Enam, Pasal 16 RUU P-KS yang berbunyi: "Perbuatan menggunakan kondisi seseorang yang tidak mampu memberikan persetujuan untuk melakukan perbuatan seksual adalah pidana perkosaan". Pasal ini sangat absurd menilai kejahatan pidana perkosaan. Sebab hubungan seksual suami istri tidak selamanya dimulai dalam posisi saling menyetujui terlebih dahulu, sebab hubungan seksual keduanya telah sah, saat mereka melaksanakan akad nikah di KUA dan lembaga hukum lainnya.
Tujuh, Pasal 17 yang berbunyi: "atau tekanan psikis lainnya, sehingga seseorang tidak dapat memberikan persetujuan yang sesungguhnya untuk melakukan perkawinan, diancam pidana pemaksaan perkawinan".
"Pasal ini telah mengingkari dan mendelegitimasi kedudukan dan hak kedua orang tua/wali dalam UU Perkawinan No 1 Tahun 1974 yang berbunyi: "Untuk melangsungkan perkawinan, seorang belum berusia 21 tahun harus mendapat izin dari walinya". Bahkan pasal ini telah mengancam sistem wali dalam ajaran Islam, bahwa wanita bila menikah harus izin dan dinikahkan oleh walinya.

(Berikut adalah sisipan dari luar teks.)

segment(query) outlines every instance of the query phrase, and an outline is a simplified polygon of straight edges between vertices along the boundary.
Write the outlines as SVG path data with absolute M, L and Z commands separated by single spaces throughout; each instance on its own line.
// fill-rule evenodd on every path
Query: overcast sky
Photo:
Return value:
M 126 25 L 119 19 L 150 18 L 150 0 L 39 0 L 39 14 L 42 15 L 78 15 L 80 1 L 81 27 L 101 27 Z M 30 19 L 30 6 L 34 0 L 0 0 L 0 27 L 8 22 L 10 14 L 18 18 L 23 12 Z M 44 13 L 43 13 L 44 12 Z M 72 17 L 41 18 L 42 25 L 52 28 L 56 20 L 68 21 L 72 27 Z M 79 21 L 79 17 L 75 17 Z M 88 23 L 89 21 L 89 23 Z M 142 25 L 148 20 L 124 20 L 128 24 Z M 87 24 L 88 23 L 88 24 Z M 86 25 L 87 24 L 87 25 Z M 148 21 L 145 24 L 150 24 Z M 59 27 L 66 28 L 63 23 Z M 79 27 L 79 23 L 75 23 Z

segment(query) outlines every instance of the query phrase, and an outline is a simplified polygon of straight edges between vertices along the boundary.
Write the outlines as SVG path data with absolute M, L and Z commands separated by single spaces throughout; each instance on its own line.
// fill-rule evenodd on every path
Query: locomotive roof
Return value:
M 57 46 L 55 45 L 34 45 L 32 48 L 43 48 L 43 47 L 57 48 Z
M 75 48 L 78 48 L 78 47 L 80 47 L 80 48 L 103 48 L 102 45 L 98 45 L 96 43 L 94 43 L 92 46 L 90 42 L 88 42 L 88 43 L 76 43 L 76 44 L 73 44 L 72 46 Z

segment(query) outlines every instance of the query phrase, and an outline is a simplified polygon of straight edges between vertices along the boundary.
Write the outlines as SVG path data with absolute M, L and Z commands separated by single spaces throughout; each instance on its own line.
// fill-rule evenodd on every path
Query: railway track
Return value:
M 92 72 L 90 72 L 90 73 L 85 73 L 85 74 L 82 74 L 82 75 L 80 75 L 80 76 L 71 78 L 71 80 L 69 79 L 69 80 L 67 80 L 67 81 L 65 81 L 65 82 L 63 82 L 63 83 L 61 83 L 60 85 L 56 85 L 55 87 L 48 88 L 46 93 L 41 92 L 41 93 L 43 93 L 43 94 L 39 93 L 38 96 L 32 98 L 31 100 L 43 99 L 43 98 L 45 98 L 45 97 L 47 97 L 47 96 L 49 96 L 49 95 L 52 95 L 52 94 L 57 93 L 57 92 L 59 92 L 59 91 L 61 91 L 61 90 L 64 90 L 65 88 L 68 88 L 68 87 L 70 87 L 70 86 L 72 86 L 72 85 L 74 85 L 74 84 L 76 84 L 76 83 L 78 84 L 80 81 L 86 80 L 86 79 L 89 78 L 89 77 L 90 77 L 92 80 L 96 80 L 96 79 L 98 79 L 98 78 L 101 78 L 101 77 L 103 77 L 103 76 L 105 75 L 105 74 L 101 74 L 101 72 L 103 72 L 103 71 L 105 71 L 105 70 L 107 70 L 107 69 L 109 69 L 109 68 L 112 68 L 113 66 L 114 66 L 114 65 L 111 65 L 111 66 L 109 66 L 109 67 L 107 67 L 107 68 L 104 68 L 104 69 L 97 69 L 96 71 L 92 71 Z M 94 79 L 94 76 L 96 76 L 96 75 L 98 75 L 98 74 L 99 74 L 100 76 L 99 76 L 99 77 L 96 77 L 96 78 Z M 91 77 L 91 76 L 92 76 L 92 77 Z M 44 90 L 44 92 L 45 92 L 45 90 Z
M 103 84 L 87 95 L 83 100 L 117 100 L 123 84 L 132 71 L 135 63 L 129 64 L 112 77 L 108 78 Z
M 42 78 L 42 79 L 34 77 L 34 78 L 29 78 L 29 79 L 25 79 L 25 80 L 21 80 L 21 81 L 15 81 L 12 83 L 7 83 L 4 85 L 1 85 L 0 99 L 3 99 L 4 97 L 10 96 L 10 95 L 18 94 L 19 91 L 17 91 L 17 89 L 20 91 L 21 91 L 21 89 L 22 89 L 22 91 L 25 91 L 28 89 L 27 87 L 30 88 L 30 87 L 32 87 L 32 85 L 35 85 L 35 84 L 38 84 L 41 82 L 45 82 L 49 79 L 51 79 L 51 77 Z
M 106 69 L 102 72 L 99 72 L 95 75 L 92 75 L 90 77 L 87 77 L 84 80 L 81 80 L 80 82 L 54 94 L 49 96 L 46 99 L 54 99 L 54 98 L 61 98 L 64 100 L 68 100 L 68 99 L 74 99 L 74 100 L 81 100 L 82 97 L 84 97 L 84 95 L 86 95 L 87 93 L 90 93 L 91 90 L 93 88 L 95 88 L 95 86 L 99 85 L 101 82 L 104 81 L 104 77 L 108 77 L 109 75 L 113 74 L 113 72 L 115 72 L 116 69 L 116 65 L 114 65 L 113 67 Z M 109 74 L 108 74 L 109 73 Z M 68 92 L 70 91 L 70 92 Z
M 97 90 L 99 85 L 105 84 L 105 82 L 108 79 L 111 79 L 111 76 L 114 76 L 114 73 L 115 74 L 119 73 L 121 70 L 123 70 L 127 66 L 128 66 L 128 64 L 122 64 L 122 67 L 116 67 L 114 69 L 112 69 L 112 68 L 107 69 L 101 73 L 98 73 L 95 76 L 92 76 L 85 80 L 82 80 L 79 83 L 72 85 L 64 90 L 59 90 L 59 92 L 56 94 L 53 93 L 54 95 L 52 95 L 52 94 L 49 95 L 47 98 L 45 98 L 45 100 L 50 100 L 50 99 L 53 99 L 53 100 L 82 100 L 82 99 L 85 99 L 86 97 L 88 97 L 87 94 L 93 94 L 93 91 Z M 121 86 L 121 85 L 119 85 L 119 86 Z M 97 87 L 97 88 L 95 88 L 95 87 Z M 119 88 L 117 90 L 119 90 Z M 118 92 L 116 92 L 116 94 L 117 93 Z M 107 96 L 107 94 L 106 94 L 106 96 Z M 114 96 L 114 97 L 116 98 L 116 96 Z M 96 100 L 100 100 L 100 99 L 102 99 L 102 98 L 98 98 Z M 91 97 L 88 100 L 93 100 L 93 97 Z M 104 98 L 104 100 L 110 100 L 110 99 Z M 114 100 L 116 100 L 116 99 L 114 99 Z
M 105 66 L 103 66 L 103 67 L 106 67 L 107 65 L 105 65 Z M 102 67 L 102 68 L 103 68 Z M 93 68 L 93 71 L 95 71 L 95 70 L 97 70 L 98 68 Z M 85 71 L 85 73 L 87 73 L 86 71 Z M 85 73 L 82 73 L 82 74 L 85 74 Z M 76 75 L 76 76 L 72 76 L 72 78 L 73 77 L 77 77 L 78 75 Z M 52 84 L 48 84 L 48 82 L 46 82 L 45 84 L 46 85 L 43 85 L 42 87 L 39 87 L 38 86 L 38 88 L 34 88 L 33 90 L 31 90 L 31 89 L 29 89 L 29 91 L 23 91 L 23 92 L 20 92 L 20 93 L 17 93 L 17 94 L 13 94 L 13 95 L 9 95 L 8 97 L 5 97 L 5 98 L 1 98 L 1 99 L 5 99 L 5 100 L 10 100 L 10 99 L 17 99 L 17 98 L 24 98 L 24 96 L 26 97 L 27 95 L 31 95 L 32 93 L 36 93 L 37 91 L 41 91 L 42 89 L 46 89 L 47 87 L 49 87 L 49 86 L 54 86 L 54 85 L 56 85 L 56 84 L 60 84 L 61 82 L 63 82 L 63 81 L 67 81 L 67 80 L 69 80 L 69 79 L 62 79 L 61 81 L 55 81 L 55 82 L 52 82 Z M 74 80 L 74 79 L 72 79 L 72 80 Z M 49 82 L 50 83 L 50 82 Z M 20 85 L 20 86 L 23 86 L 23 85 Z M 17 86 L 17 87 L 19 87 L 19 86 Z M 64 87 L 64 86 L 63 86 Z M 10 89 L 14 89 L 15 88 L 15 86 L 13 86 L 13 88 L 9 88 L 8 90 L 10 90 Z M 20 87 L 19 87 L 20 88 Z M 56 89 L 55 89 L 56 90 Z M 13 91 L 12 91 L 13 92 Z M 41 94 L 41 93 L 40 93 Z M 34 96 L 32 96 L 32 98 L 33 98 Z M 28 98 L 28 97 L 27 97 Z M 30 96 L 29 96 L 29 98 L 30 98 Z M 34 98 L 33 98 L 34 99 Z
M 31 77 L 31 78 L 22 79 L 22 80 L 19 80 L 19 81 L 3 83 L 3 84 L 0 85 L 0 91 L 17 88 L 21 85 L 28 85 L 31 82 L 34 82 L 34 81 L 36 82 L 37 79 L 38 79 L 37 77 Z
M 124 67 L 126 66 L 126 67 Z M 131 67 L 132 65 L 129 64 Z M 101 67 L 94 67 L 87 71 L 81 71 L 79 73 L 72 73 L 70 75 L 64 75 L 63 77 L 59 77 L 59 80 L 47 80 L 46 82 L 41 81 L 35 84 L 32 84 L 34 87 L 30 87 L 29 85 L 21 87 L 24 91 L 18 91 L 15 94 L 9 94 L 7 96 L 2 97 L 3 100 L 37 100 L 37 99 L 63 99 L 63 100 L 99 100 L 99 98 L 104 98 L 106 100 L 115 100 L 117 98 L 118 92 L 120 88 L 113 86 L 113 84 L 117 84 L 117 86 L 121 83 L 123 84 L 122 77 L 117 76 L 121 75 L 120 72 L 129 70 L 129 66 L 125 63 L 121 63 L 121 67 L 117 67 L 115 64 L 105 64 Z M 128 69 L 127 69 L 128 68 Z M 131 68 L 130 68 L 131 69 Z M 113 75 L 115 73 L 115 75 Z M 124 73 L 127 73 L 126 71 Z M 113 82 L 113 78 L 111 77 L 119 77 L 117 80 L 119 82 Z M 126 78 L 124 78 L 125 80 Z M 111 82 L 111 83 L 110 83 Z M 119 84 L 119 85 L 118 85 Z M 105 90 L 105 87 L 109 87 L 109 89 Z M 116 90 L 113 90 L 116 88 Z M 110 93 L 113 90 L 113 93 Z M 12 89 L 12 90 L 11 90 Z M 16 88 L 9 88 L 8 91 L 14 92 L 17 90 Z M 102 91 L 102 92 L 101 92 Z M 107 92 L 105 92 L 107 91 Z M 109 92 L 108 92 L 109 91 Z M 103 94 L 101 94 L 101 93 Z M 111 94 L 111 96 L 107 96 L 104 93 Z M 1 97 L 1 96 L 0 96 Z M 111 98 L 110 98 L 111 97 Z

Sebab "tekanan psikis" yang dimaksud dalam pasal ini tidak jelas dan rinci, bisa jadi nasihat dan bujukan orang tua agar putrinya menikah dianggap pidana," jelas Dailami.
Kedepalan, RUU PKS, mengarahkan umat Islam di Indonesia hidup dengan sistem perkawinan liberal barat (westernisme dan liberalisme), bahkan mendelegitimasi adat istiadat perkawinan dan kekeluargaan yang ada di nusantara.
Dengan beberapa alasan yang disebutkannya itu, Dailami berharap agar umat muslim menolak pengesahan RUU ini karena akan akan menjadi beban pemerintah dengan adanya pembentukan lembaga baru, dimana seharusnya pemerintah lebih menguatkan lembaga yang ada dan sesuai dengan kondisi saat ini.